Y llegó el día de la carrera. Me levanto a las 5:30 y mientras me tomo el primer café me planteó el dilema de coger el coche y hacer los 100 quilómetros y pasar la mañana fuera de casa haciendo el paripé o si quedarme en casa. Decido acudir, ya que muchos compañeros corrían y al menos si me rompía podía animarles.

Cuando corres una maratón sabes que vas a sufrir en algún momento, pero yo ese día sabía que iba a tener dolor desde el minuto 1, y lo enfoqué de esa manera. Me puse los cascos, aunque nunca corro con música, le dije a mi compi que iba a ir a mi ritmo y empecé la carrera. Los primeros quilómetros los realizé lentos, hasta que me cogió el práctico de 3:15 que se ve que había salido detras de mí y seguí con el grupo que se montó en torno a él.

En el paso de media maratón decidí arriesgar y dejé la relativa comodidad de la grupeta y aceleré progresivamente. Terminé con un tiempo de 3:12, y ha sido, de lejos la mejor carrera de mi vida. He corrido carreras más rápidas, más lentas, pero nunca había sentido una simbiosis igual de cuerpo y mente.

Eso sí, después estuve 3 semanas sin poder correr por lesión, pero valió la pena levantarse ese día para salir a correr.

No hay problemas: no existen o hay soluciones.

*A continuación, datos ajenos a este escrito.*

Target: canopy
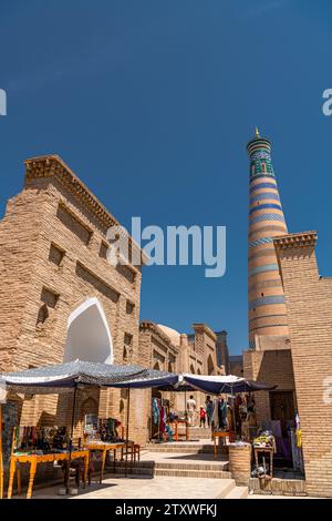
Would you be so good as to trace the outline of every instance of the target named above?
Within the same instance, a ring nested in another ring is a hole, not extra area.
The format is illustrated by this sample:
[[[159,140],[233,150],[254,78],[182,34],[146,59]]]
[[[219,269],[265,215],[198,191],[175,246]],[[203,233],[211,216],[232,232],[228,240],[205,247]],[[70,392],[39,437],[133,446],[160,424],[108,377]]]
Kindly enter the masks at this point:
[[[234,375],[227,376],[200,376],[184,374],[187,384],[203,392],[211,395],[231,395],[234,392],[248,392],[259,390],[276,389],[277,386],[269,386],[259,381],[248,380]]]
[[[145,369],[138,365],[108,365],[91,361],[69,361],[1,376],[7,389],[17,392],[52,394],[68,391],[77,385],[97,387],[147,388],[172,385],[178,376]],[[0,380],[0,381],[1,381]]]

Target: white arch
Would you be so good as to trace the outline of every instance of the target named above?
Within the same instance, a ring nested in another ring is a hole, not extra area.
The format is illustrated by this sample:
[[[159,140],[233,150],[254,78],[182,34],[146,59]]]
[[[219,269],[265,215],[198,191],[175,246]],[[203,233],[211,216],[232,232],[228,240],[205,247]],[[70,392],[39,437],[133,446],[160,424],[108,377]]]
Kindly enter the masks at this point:
[[[87,298],[70,315],[63,361],[113,364],[113,341],[104,309],[96,297]]]

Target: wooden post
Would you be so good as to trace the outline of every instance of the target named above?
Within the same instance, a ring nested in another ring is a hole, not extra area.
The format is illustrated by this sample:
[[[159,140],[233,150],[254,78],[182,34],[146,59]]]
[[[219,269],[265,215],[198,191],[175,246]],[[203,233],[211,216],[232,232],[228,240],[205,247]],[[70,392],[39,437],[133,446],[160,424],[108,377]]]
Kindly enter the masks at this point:
[[[0,403],[0,499],[3,499],[2,405]]]
[[[125,478],[128,471],[128,438],[129,438],[129,411],[131,411],[131,388],[128,387],[127,398],[127,426],[126,426],[126,461],[125,461]]]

Ésta semana ha sido un tanto complicada a nivel meteorológico en la zona en la que vivo con lo que tenia dos opciones: no hacer el entreno o adaptarlo. ¿Cual creéis que opción escogí?

 

Pues la segunda. ¿Y como lo hice? Debido al frío, la lluvia, la nieve, etc… se hacía complicado salir ni siquiera a la calle. Llegamos a temperaturas bastante bajas para lo que estamos habituados en la zona. Y eso, cuando se trata de salir a la calle, “no mola”. Si con el simple hecho de ir caminando ya tienes el riesgo de coger un resfriado o algo peor imaginaos cuando estás entrenando para un objetivo concreto (menos de 45′ en la Cursa de Bombers). Varios días o una semana de parón total. Vamos, que no me la juego. Pero quiero entrenar. ¿Que hago?

No estoy apuntado a ningún gimnasio con lo que no tengo la posibilidad de ir a gimnasio a intentar emular el entreno que haría en una pista de atletismo o en la calle pero en casa tengo una bicicleta estática para esos días especiales (los de frío y/o lluvia digo…)

Y es que cuando estás enfocado en una meta con un objetivo concreto pones todos los medios para llegar a ello, sin excusas, con soluciones.

Al fin y al cabo, un problema no es un problema. Si un problema no tiene solución no es un problema y si tiene solución tampoco es un problema.